2. The point which the Munsif had to decide therefore was whether on receipt of this notice in connexion with an application by the appellants he was bound to stay the execution proceedings taken against Jagadish. There would have been no difficulty in making a suitable order apart from the provisions of the new Section 168A, Ben. Ten. Act. The appropriate order would be that execution should go on against Jagadish but that the tenure should not be brought to sale. Mr. Das suggested that the tenure should be put up to sale in compliance with the terms of that new section and that he should run the risk that it would be discovered that the interest of Jagadish was only 4 annas. Under the terms, however, of the section it is not possible to put up to sale the interest only of Jagadish. The whole tenure has to be put up to sale and in view of the right of the appellants to save the property this cannot be done unless their application before the board has been disposed of. There is, however, one other matter which requires to be determined. It is of course not surprising that the respondent's case should be that the appellants are benamidars of Jagadish. Of course if they are, they have no interest in the tenure and there is no reason why the execution case should not go on.

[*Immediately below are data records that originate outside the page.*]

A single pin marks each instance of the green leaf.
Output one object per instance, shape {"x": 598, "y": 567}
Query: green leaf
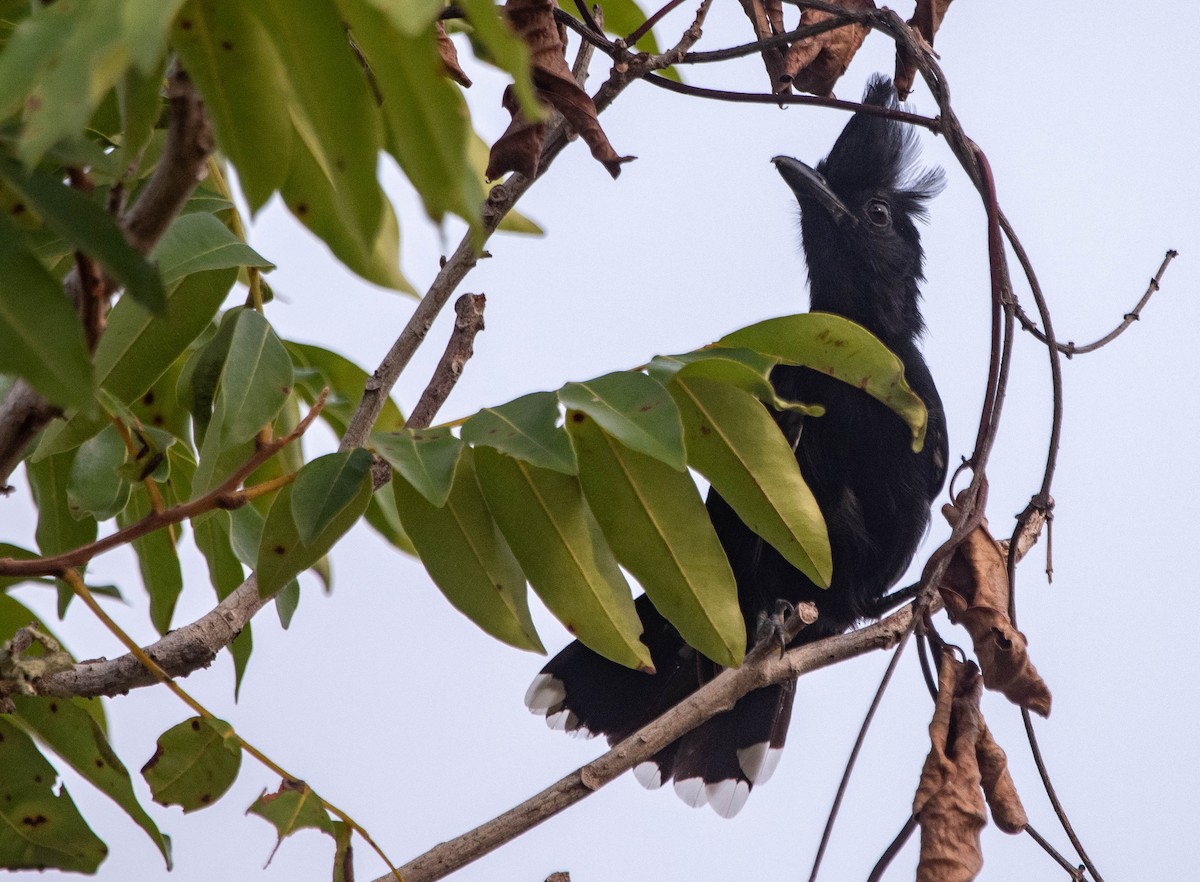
{"x": 71, "y": 732}
{"x": 282, "y": 555}
{"x": 91, "y": 229}
{"x": 255, "y": 381}
{"x": 425, "y": 113}
{"x": 138, "y": 347}
{"x": 559, "y": 546}
{"x": 198, "y": 243}
{"x": 526, "y": 429}
{"x": 41, "y": 336}
{"x": 58, "y": 532}
{"x": 657, "y": 526}
{"x": 843, "y": 349}
{"x": 293, "y": 808}
{"x": 635, "y": 409}
{"x": 467, "y": 557}
{"x": 426, "y": 457}
{"x": 195, "y": 763}
{"x": 157, "y": 561}
{"x": 96, "y": 486}
{"x": 64, "y": 59}
{"x": 40, "y": 828}
{"x": 735, "y": 443}
{"x": 324, "y": 487}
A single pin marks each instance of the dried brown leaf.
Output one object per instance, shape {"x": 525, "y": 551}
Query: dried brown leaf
{"x": 997, "y": 784}
{"x": 925, "y": 21}
{"x": 450, "y": 58}
{"x": 949, "y": 802}
{"x": 519, "y": 149}
{"x": 815, "y": 64}
{"x": 975, "y": 591}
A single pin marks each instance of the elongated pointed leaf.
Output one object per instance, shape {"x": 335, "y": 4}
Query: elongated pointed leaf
{"x": 138, "y": 347}
{"x": 735, "y": 443}
{"x": 40, "y": 826}
{"x": 467, "y": 558}
{"x": 324, "y": 487}
{"x": 657, "y": 526}
{"x": 91, "y": 229}
{"x": 526, "y": 429}
{"x": 564, "y": 555}
{"x": 41, "y": 336}
{"x": 282, "y": 555}
{"x": 635, "y": 409}
{"x": 73, "y": 733}
{"x": 840, "y": 348}
{"x": 195, "y": 763}
{"x": 426, "y": 457}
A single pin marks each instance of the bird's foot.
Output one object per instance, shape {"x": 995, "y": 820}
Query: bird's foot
{"x": 773, "y": 625}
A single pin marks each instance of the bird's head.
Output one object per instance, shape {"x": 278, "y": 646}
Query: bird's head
{"x": 858, "y": 214}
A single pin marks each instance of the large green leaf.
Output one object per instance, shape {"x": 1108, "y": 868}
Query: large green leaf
{"x": 63, "y": 60}
{"x": 657, "y": 526}
{"x": 41, "y": 336}
{"x": 564, "y": 555}
{"x": 735, "y": 443}
{"x": 840, "y": 348}
{"x": 282, "y": 555}
{"x": 467, "y": 557}
{"x": 138, "y": 347}
{"x": 93, "y": 231}
{"x": 40, "y": 826}
{"x": 195, "y": 763}
{"x": 635, "y": 409}
{"x": 425, "y": 457}
{"x": 73, "y": 733}
{"x": 424, "y": 111}
{"x": 526, "y": 429}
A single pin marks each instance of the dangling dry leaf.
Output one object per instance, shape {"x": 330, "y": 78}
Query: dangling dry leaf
{"x": 519, "y": 149}
{"x": 925, "y": 21}
{"x": 949, "y": 803}
{"x": 450, "y": 58}
{"x": 975, "y": 591}
{"x": 997, "y": 785}
{"x": 815, "y": 64}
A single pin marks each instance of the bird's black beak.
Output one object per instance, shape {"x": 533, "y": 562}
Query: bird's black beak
{"x": 809, "y": 185}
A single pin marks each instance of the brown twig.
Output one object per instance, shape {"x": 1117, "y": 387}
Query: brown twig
{"x": 468, "y": 322}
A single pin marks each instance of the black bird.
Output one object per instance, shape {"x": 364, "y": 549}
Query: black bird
{"x": 858, "y": 209}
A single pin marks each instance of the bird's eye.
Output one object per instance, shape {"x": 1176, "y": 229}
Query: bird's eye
{"x": 879, "y": 213}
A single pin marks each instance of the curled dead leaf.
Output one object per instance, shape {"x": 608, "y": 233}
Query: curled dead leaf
{"x": 520, "y": 148}
{"x": 925, "y": 21}
{"x": 949, "y": 803}
{"x": 450, "y": 58}
{"x": 975, "y": 591}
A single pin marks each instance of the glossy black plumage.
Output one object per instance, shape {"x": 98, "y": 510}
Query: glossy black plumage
{"x": 858, "y": 211}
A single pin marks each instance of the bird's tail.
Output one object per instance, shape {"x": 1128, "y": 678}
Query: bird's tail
{"x": 717, "y": 763}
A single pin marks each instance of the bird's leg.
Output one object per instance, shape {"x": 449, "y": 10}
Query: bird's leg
{"x": 772, "y": 625}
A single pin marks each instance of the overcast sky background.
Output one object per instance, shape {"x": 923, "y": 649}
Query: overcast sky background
{"x": 397, "y": 709}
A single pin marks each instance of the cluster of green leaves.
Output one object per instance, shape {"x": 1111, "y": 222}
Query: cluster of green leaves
{"x": 565, "y": 489}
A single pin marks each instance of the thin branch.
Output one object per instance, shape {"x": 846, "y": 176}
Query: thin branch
{"x": 1072, "y": 349}
{"x": 858, "y": 745}
{"x": 468, "y": 322}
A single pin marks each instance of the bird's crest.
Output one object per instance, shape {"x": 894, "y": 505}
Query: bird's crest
{"x": 877, "y": 154}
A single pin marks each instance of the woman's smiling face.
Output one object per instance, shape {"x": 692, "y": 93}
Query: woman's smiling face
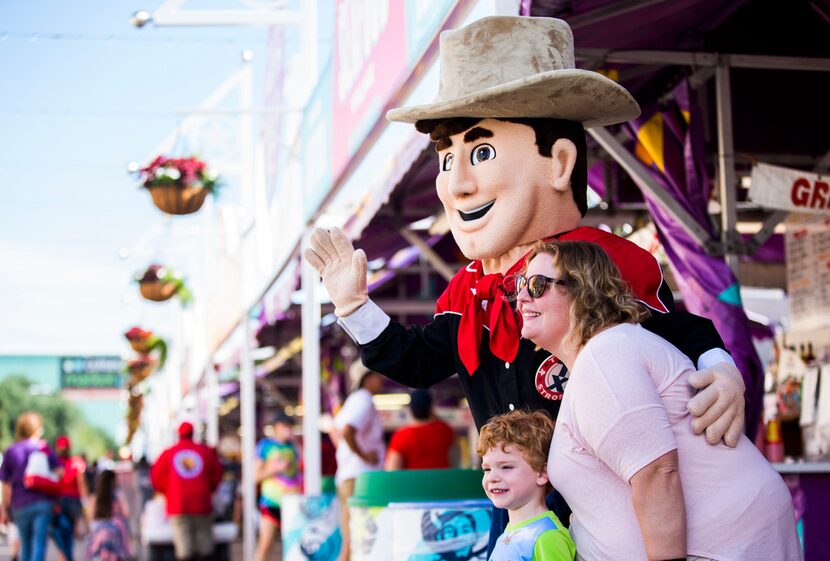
{"x": 546, "y": 320}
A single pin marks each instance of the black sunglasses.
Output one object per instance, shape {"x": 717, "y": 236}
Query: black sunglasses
{"x": 536, "y": 285}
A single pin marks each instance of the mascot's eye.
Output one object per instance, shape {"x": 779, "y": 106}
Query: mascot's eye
{"x": 481, "y": 153}
{"x": 446, "y": 165}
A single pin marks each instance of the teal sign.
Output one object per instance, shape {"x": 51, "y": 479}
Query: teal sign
{"x": 91, "y": 372}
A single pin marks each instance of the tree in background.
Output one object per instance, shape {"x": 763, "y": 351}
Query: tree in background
{"x": 59, "y": 417}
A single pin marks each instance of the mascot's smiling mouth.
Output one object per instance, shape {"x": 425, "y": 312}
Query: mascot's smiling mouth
{"x": 476, "y": 213}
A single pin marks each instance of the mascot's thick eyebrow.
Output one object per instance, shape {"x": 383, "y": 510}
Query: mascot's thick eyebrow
{"x": 477, "y": 132}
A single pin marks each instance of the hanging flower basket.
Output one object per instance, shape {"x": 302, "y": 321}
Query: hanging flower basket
{"x": 158, "y": 283}
{"x": 178, "y": 185}
{"x": 178, "y": 201}
{"x": 156, "y": 290}
{"x": 145, "y": 342}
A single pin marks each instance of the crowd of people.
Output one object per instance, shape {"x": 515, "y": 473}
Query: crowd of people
{"x": 50, "y": 494}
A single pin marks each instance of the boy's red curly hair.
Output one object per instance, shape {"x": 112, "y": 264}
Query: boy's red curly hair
{"x": 529, "y": 432}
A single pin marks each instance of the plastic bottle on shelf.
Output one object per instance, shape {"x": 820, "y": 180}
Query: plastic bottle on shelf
{"x": 774, "y": 444}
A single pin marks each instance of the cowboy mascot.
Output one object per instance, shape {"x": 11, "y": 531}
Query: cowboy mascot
{"x": 508, "y": 126}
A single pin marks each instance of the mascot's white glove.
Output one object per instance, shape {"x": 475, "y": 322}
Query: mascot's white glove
{"x": 719, "y": 408}
{"x": 342, "y": 268}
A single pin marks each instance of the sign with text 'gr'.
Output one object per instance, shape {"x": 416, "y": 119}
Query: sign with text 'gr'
{"x": 91, "y": 371}
{"x": 790, "y": 189}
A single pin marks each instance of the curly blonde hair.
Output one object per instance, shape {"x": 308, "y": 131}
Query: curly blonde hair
{"x": 528, "y": 431}
{"x": 599, "y": 295}
{"x": 27, "y": 424}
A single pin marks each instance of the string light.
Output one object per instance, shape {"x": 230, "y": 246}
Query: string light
{"x": 52, "y": 112}
{"x": 34, "y": 36}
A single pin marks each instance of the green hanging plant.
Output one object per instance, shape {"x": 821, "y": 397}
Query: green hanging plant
{"x": 158, "y": 283}
{"x": 145, "y": 342}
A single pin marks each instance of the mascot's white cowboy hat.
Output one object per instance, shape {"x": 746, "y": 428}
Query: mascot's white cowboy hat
{"x": 510, "y": 66}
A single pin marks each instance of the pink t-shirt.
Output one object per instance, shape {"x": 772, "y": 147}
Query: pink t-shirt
{"x": 625, "y": 406}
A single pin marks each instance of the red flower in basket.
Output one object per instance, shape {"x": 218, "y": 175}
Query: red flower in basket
{"x": 178, "y": 185}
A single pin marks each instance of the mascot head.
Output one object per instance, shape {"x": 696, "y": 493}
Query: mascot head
{"x": 508, "y": 123}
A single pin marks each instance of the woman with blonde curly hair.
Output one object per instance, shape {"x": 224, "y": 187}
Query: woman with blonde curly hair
{"x": 640, "y": 483}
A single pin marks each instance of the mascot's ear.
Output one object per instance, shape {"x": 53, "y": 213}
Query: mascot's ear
{"x": 563, "y": 160}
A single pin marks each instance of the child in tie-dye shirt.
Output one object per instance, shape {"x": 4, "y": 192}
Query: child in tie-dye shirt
{"x": 277, "y": 470}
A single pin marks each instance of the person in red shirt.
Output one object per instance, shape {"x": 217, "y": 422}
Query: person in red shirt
{"x": 424, "y": 444}
{"x": 187, "y": 474}
{"x": 73, "y": 494}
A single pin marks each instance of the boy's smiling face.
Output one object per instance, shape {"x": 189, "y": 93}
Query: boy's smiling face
{"x": 509, "y": 481}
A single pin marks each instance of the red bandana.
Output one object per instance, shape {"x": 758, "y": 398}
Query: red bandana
{"x": 497, "y": 314}
{"x": 470, "y": 288}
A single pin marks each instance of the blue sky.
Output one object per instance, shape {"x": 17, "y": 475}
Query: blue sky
{"x": 82, "y": 94}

3. This accordingly raises the question whether a matter of this kind has to be decided by the board or the civil Court. I am quite clear that it must be decided by the latter. Under Section 20 of the Act the board has to decide whether the appellants are debtors or not or whether their liability to deposit the decretal amount to save the property is a debt or not. That section must be interpreted with reference to the definitions in Section 2. The definition of 'debtor' is to be found in Section 2, Sub-section (9). It will be for the board to determine whether the appellants are what may be loosely described as agriculturists or whether they are persons who have no right to avail themselves of the benefits of this Act. There is nothing to suggest that it is the duty of the board to decide whether a transfer of property by some-body else who is not before the board at all is a mere benami transaction. Such a question has nothing to do with the settlement of the debts of an agriculturist and is outside the scope of Section 20 of the Act. In my judgment therefore, it must be decided by the civil Court. The appeal is accordingly allowed, the orders of both the Courts below are set aside and the Munsif is directed to decide whether the appellants are the benamidars of the judgment-debtor. If they are, he will proceed with the execution; if they are not, he will stay proceedings in compliance with the notice served under Section 34 of the Act. Both sides will be at liberty to adduce evidence. Costs in this Court and in the lower appellate Court will abide the result, hearing fee two gold mohurs.